Currently I am using this setting, -np 16. But many times the solver fails mid-way. I have attached the error file in the attachments. Please go through it.

Thanks.

Best Answer

  • PaulAltair
    PaulAltair
    Altair Employee
    edited April 2022 Answer ✓

    The error is not as a result of the number of processes used, it is just stating the job failed, you can check in your 0001.out file for why

    For speed up, np is number of processes, nt is threads per process, Radioss uses both, so your total core usage will be np x nt

    if using -np, a rule of thumb is that you should have minimum approx 5k elements per process to see good speedup

    So in your case, if your model is smaller than 80k elements it might be better to use a hybrid combination 

    In your case you have 16 cores (multithreading won't help you)

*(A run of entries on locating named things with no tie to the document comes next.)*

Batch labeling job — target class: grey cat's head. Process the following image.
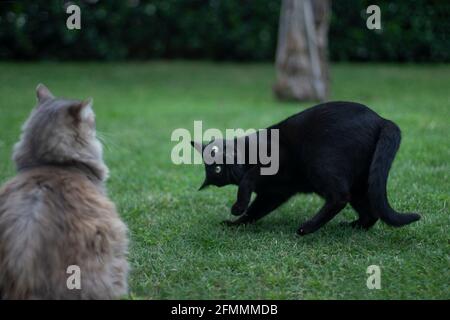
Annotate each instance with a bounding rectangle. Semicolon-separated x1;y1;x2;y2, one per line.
191;140;243;190
13;84;108;180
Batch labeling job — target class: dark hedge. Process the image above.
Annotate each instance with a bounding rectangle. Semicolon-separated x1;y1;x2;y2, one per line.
0;0;450;62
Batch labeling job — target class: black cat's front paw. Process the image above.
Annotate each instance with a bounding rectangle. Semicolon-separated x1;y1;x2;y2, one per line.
231;202;247;216
220;220;240;227
297;222;314;236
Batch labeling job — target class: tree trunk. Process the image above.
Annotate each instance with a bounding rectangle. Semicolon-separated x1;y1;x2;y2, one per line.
273;0;330;101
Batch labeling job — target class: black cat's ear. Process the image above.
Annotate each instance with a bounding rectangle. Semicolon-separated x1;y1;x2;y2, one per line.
191;141;204;154
36;83;54;103
198;178;209;191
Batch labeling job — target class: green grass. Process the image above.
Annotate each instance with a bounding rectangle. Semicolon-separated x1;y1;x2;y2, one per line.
0;62;450;299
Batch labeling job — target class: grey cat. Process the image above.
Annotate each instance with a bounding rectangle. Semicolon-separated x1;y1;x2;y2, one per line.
0;85;129;299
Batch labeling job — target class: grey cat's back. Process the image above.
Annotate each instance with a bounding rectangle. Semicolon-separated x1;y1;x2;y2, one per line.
0;167;128;299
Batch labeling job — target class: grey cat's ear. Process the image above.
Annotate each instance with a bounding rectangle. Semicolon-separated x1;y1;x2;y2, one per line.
69;98;94;121
191;141;204;153
36;83;54;103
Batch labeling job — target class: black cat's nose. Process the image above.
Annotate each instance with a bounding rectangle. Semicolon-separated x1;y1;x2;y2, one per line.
198;180;209;191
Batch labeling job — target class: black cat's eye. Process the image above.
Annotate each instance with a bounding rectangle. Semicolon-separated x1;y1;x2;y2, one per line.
211;146;219;157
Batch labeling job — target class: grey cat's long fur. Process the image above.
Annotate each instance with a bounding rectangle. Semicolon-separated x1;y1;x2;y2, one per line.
0;85;128;299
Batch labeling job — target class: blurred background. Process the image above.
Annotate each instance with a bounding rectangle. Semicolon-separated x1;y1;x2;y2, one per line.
0;0;450;62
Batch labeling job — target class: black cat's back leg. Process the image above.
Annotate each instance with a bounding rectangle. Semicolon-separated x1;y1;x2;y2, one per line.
297;198;347;236
350;196;378;230
224;193;291;226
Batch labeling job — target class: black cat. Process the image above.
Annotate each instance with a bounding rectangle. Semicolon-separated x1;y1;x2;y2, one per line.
192;102;420;235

    So you could use -np 8 -nt 2, -np 4 -nt 4, -np 2 -nt 8, or just -nt 16

    And see which works best for you

    If your model is stable and working well, you could also try -sp (for single precision version)

Answers

  • PaulAltair
    PaulAltair
    Altair Employee
    edited April 2022 Answer ✓

    The error is not as a result of the number of processes used, it is just stating the job failed, you can check in your 0001.out file for why

    For speed up, np is number of processes, nt is threads per process, Radioss uses both, so your total core usage will be np x nt

    if using -np, a rule of thumb is that you should have minimum approx 5k elements per process to see good speedup

    So in your case, if your model is smaller than 80k elements it might be better to use a hybrid combination 

    In your case you have 16 cores (multithreading won't help you)

    So you could use -np 8 -nt 2, -np 4 -nt 4, -np 2 -nt 8, or just -nt 16

    And see which works best for you

    If your model is stable and working well, you could also try -sp (for single precision version)

  • Neeraj Kumar
    Neeraj Kumar Altair Community Member
    edited April 2022

    The error is not as a result of the number of processes used, it is just stating the job failed, you can check in your 0001.out file for why

    For speed up, np is number of processes, nt is threads per process, Radioss uses both, so your total core usage will be np x nt

    if using -np, a rule of thumb is that you should have minimum approx 5k elements per process to see good speedup

    So in your case, if your model is smaller than 80k elements it might be better to use a hybrid combination 

    In your case you have 16 cores (multithreading won't help you)

    So you could use -np 8 -nt 2, -np 4 -nt 4, -np 2 -nt 8, or just -nt 16

    And see which works best for you

    If your model is stable and working well, you could also try -sp (for single precision version)

    I ran the model with -np=16 setting, but again it suddenly failed mid-way. Also, in .out file there is no error. I am attaching .out file and Altair compute console error message, please go through it. However, in the solver view panel, it is showing "Segmentation Violation".

  • PaulAltair
    PaulAltair
    Altair Employee
    edited April 2022

    I ran the model with -np=16 setting, but again it suddenly failed mid-way. Also, in .out file there is no error. I am attaching .out file and Altair compute console error message, please go through it. However, in the solver view panel, it is showing "Segmentation Violation".

    It isn't possible to know what is causing that unfortunately, segmentation errors don't give any information about what caused them. All we know is that something went wrong, it could be purely model based, or a bug in Radioss triggered by something (e.g. memory handling error). If you have restart files, You could try restarting it to see if it crashes in the same place (they would have extensions '0001_0001.rst' to '0001_0016.rst'), you can copy your jobname_0001.rad file and rename it jobname_0002.rad and submit that 0002.rad in ACC (would also need to be run -np 16). You could also try running it again from the start with -np 8, -nt 2 to see if it behaved any differently but it may not help. Finally, the 2022 release is available now, you could try that, if it is a Radioss bug, maybe it got fixed. Really, you have reached the point where you need to share the model with someone to have a better look. I understand you can't share it here, but if you contact Altair Support, they can take a look for you either by sharing or web meeting?